Re: OK - It's too quiet ...

cricket wrote:

Well, the plan is to release a book with some more optional rules and more fighters in the next month or so -- and I think after careful deliberation I'm going to put in some conversion rules. Maybe not the "official" computations (since some of them are a bit intensive), but certainly the point-costing formulae, so that whatever you decide regarding game values will be balanced with the official designs.

Well, that's certainly better than nothing, and it would let people fiddle with things - but as you know, I'd far rather see the whole shebang made available. 

From my perspective (as if it were my game), I'd rather do it that way and let people stat up their own planes from their own sources than deal with an endless stream of request for OFFICIAL stats for this or that obscure plane.  This is one of the beauties of Starmada - as long as one does the formulae right (and the spreadsheet takes care of that) ANY ship that a player comes up with is, by definition, official.  Also, since one of the given design criteria of the game was to NOT base ratings on "this plane is supposed to maneuver better than that plane," I would not want to leave players with no choice but to do just that when rolling their own. 

Again, if it were me, I'd want to sell the RULES - the mechanisms of play - not the stats.  In order to protect the IP, I'd either take down the free demo or take a good bit out of it so that it was not the complete game mechanics.  There's a precedent for this with the demo version of Grand Fleets.  It would be more difficult, though, to put up a stripped down Spitting Fire demo that gives a good feel for the game than it was for Grand Fleets.  The rules are so slim (relatively speaking) that if you take enough out, there may not be enough left.

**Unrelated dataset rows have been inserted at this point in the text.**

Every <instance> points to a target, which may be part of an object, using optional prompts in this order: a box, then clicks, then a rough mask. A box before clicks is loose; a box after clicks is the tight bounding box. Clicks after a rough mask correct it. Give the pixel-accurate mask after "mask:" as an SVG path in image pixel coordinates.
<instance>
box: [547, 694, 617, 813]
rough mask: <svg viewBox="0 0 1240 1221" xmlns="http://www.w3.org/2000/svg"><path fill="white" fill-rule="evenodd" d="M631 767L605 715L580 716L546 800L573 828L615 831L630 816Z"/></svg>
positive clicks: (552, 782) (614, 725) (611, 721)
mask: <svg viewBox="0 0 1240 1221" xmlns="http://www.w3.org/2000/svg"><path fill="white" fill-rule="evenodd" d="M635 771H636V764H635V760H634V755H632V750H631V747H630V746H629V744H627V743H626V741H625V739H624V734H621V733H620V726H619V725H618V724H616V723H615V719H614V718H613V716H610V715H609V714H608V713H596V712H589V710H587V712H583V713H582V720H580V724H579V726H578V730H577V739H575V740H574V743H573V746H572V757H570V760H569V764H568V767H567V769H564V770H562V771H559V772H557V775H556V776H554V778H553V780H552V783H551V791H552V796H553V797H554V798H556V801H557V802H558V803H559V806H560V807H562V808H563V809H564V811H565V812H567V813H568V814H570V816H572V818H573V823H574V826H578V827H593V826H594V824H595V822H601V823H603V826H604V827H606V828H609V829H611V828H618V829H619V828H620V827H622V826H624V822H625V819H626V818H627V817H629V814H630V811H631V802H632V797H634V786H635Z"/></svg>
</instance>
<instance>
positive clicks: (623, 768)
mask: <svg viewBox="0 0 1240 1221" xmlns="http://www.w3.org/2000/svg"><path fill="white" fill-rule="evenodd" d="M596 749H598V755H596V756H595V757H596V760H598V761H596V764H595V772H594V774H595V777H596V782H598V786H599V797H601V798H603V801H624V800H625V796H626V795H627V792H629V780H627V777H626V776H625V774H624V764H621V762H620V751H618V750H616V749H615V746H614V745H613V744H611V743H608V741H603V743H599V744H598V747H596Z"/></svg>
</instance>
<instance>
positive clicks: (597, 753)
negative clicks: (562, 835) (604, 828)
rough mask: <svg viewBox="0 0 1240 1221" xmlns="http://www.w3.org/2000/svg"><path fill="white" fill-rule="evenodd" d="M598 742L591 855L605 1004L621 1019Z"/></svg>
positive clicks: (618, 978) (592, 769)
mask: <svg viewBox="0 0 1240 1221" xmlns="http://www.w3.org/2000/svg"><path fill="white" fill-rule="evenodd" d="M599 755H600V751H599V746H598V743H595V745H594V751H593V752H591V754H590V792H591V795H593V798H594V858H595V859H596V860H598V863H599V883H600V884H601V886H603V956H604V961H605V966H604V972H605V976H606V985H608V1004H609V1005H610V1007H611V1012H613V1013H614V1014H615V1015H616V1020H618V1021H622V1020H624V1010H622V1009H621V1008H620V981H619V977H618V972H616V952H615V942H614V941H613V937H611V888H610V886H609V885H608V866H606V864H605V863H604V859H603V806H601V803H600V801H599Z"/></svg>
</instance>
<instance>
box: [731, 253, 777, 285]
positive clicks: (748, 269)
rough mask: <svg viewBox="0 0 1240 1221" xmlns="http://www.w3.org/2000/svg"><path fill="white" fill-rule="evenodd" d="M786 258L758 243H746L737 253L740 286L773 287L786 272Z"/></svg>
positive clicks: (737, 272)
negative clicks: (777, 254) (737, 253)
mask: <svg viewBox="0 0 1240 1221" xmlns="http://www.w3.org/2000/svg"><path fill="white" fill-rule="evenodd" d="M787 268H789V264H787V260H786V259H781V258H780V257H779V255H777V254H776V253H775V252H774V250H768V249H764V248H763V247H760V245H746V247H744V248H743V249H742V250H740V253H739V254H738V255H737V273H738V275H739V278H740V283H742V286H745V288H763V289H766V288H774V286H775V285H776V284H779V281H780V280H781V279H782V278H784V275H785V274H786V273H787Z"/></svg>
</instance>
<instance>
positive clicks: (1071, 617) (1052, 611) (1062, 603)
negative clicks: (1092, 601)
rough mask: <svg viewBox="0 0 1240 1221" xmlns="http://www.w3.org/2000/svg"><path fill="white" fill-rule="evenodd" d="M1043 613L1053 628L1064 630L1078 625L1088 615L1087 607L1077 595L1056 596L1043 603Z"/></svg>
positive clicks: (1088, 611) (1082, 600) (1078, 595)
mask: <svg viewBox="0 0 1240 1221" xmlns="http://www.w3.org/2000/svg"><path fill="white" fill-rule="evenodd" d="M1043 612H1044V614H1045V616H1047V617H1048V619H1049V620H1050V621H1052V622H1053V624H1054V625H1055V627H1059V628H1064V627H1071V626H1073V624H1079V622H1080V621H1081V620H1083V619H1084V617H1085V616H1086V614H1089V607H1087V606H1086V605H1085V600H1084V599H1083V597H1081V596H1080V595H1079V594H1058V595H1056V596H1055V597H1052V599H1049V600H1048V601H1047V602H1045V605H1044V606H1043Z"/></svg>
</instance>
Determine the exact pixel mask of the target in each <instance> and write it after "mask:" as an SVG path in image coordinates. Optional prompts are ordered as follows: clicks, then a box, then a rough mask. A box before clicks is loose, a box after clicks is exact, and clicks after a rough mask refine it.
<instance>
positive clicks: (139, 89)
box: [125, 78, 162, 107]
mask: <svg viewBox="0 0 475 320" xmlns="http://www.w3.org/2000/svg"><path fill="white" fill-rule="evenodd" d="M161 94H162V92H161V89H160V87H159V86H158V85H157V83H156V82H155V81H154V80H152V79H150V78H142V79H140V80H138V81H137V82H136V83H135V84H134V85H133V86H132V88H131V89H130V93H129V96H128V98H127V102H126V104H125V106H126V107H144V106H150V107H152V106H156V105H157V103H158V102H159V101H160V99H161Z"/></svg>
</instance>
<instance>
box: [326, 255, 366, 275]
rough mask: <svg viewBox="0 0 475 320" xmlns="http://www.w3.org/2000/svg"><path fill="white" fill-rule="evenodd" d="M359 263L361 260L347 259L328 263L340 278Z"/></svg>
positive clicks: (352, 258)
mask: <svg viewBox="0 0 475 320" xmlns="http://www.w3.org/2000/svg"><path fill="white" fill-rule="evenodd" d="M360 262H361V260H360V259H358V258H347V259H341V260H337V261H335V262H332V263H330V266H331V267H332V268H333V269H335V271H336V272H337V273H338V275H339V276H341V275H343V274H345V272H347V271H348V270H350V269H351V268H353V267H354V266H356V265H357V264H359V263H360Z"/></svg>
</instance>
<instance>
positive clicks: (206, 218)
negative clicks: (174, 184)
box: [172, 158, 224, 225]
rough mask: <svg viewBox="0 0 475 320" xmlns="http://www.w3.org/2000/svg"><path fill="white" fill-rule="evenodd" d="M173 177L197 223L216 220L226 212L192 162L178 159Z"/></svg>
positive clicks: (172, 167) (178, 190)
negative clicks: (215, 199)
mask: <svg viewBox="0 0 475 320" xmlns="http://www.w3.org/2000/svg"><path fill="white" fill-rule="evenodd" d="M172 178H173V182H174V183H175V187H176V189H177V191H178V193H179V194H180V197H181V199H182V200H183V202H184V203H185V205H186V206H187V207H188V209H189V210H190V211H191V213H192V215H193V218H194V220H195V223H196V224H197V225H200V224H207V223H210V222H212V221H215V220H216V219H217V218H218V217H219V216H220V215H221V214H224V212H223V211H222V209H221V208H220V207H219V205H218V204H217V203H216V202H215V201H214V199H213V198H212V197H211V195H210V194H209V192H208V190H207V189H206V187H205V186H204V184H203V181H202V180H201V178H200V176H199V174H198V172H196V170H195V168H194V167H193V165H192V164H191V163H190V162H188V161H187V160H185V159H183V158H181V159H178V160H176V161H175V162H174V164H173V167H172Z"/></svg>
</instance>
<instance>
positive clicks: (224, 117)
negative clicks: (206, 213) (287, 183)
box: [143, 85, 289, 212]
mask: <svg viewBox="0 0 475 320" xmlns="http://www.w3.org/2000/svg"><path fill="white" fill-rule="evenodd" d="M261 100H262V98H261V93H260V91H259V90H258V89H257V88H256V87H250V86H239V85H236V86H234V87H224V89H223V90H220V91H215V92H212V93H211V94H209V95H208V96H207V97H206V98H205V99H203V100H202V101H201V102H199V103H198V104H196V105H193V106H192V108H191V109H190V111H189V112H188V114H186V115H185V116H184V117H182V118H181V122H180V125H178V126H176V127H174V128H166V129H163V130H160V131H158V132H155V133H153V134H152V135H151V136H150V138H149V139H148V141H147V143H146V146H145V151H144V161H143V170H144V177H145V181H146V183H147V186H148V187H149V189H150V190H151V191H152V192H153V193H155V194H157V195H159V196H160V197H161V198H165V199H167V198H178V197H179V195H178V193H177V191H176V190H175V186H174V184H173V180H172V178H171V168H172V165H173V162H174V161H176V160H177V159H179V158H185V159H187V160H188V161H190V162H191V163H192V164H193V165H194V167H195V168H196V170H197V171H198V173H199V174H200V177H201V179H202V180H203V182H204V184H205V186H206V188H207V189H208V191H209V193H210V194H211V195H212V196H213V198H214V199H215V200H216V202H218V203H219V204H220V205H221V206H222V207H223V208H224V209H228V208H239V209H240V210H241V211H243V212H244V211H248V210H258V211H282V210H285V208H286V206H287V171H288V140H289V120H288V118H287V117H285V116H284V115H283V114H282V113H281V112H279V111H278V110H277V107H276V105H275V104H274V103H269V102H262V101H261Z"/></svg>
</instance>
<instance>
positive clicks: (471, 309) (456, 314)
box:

Just my own personal druthers.

Doug

Re: OK - It's too quiet ...

Nahuris wrote:

That might work... a friend of mine has all of the figurines they made for the original Crimson Skies game.... I'd love to convert a couple of those planes over, and see how they fair against the historical designs.

I believe that someone did some stats for that game, but don't remember who. I see a couple of problems.....

- without a license from the Crimson Skies folks (and I'd think it unlikely even if MJ12 had the funds), you can't publish 'officially'. 'Unofficial fan supplements' could be posted on a fan site.

- I suspect that many of the Crimson Skies designs would be about as airworthy as a brick in real life, and wouldn't be real balanced against actual aircraft - might be fun, though. If the 'conversion rules' account for that, it might be balanced enough.

Hard Vacuum might be kinda fun as a conversion - somewhere between Iron Stars, Crimson Skies, and Spitting Fire.